If cancer has spread to the lymph nodes, then you will likely need surgery to remove them.
On the other hand, if the large tumor in your tongue or cancer has spread, you will need a combination of both surgery to remove the tumor and radiation.
This helps to make sure that all the tumor cells are removed or killed. However, it can lead to side effects like dry mouth and changes in your taste.
In addition to the above treatment, your doctor may also recommend chemotherapy to treat your cancer along with surgery and/or radiation.
Preventing tongue cancer to develop is not possible, However, if you notice any signs and symptoms of tongue cancer, then you should make an appointment with a doctor as soon as possible,
The earlier your doctor can diagnose, the sooner the treatment can begin and the more favorable the outlook will be.
Certain lifestyle changes can help and minimize the risk of developing tongue cancer.
Some of these are:
Quit smoking and avoid using its by-products because the chemicals in it can increase your risk of developing cancer.
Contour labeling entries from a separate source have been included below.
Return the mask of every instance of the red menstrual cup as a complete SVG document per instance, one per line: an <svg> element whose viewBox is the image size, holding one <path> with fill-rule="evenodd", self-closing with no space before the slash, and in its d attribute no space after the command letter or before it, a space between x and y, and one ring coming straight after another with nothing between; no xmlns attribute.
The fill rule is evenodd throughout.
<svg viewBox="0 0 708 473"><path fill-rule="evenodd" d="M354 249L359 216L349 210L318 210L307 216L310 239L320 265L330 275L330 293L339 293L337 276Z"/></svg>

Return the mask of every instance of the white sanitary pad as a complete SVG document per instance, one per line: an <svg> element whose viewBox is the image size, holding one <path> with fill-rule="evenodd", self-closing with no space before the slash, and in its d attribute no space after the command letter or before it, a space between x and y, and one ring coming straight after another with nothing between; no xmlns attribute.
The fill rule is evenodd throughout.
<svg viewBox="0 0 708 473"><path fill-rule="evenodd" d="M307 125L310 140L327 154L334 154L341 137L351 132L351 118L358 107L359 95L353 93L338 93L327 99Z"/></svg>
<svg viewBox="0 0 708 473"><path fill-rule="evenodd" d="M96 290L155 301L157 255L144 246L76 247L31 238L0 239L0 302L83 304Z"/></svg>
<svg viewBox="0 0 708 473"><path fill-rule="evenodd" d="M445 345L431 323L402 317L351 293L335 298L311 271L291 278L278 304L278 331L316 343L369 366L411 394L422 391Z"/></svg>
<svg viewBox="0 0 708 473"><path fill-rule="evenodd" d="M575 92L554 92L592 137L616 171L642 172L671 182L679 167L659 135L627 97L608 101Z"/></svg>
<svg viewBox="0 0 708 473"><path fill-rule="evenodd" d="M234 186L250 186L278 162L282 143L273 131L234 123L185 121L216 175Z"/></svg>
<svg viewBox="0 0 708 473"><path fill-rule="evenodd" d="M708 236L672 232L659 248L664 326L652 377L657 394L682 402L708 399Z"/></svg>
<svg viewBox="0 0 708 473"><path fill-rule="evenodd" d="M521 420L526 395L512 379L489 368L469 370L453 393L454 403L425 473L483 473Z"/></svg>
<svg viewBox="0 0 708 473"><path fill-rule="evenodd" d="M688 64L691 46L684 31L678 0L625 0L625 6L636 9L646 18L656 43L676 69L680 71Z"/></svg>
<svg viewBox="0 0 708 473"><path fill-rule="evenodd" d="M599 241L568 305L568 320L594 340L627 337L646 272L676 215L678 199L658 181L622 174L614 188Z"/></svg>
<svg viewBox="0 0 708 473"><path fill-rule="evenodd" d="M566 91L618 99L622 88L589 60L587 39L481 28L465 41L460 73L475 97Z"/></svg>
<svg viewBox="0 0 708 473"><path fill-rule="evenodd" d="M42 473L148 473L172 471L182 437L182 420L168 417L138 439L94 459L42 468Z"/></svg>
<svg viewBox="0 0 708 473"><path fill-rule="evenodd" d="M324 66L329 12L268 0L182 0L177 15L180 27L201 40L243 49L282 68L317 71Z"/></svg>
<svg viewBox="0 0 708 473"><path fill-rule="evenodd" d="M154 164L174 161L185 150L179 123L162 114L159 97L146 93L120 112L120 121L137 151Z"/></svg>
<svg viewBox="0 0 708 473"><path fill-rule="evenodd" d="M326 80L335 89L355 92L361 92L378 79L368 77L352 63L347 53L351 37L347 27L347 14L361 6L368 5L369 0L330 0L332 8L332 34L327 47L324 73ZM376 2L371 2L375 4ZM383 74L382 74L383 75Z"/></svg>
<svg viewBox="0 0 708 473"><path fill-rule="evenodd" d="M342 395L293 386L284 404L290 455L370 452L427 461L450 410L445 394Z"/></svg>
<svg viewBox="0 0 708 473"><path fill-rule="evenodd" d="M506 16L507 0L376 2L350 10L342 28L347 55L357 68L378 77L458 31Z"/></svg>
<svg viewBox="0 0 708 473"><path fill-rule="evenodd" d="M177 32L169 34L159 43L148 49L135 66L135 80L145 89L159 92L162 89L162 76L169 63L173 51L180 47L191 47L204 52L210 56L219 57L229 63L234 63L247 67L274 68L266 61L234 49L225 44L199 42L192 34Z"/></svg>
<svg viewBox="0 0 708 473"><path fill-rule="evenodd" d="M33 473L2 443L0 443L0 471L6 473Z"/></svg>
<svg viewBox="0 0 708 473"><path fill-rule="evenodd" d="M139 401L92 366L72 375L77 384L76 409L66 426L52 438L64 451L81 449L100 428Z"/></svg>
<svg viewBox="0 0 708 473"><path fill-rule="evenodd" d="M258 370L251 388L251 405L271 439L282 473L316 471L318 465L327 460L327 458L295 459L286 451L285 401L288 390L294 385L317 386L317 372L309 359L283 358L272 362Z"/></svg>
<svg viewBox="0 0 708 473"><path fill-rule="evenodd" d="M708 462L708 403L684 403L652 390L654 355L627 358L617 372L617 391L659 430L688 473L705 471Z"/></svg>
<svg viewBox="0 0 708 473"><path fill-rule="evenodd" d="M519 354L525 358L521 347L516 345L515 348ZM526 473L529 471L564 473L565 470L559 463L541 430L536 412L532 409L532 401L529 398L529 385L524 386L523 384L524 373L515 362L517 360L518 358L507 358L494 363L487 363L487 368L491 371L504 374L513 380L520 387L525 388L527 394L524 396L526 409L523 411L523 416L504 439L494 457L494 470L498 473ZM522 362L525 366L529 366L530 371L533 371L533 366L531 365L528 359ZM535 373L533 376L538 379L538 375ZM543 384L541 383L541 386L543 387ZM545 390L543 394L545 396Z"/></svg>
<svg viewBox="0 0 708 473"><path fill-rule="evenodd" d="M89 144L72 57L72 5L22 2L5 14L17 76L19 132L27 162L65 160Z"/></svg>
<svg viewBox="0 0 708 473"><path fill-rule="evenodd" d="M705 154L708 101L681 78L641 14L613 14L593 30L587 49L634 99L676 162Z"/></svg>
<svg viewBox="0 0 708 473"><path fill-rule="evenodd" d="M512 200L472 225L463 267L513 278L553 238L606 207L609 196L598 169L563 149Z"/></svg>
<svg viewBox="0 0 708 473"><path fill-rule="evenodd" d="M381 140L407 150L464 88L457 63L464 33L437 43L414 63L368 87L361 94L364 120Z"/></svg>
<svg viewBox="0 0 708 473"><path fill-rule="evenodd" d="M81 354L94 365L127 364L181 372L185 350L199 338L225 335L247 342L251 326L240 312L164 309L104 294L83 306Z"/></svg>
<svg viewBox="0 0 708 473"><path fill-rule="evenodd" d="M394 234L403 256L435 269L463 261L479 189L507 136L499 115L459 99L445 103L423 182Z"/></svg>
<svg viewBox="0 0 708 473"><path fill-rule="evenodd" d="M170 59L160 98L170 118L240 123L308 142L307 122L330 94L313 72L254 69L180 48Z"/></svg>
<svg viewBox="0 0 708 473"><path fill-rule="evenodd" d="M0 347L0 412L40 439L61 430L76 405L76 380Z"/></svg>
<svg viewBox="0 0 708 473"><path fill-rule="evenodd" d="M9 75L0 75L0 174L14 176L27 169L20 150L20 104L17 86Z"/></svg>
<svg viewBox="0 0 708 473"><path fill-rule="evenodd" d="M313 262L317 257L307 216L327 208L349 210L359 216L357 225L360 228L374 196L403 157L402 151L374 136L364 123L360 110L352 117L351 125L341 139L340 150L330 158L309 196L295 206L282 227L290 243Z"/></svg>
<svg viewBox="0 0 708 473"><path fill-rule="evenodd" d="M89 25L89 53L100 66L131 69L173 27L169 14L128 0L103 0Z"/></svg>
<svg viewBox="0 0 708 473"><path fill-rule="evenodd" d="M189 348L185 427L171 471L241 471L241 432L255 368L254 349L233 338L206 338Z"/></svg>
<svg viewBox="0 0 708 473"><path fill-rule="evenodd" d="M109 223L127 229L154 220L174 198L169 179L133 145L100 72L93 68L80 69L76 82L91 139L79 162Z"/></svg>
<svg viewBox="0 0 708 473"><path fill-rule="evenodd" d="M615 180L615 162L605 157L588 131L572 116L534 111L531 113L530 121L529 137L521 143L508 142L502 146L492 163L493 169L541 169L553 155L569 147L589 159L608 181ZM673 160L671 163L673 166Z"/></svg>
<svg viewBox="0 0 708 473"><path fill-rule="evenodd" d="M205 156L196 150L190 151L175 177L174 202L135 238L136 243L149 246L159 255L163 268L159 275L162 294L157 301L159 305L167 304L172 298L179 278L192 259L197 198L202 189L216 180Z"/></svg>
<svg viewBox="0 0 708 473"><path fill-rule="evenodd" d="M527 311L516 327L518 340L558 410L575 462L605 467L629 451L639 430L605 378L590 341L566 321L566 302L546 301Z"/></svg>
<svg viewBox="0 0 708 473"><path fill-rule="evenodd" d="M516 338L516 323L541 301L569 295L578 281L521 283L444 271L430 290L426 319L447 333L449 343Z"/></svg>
Avoid chewing tobacco and betel as it is one of those items that lead to cancer of the head and neck.
Try and eat a number of different food items, a healthy diet that includes a lot of fruits and vegetables, as a healthy diet protects your body from a number of diseases.
Make sure to practice good oral and dental hygiene.
Moreover, brushing your teeth twice daily and flossing regularly can help.
Regular dental checkups are also important as your dentist can identify any issues or disorders in the early stages, especially in your oral cavity.
It is important to receive a full course of HPV vaccine to avoid contracting this STI.
If you have tongue cancer, then the outlook of your cancer depends on the stage at which your doctor makes a diagnosis and the success of your treatment. According to stats, about 83.7% of the individuals at stage 1 cancer of mouth or pharynx will survive 5 years or more. This is in comparison to 39.1% of those in which cancer has spread.
On the other hand, if cancer has only spread locally i.e. to the lymph nodes in the neck, the survival rate is 63%. With these survival rates, earlier diagnosis often leads to better outcomes, thus, if you have a lump, ulcer, or a tongue sore, that does not go away, then you should visit your doctor. Early diagnosis means more treatment options with fewer side effects and a good 5-year survival rate.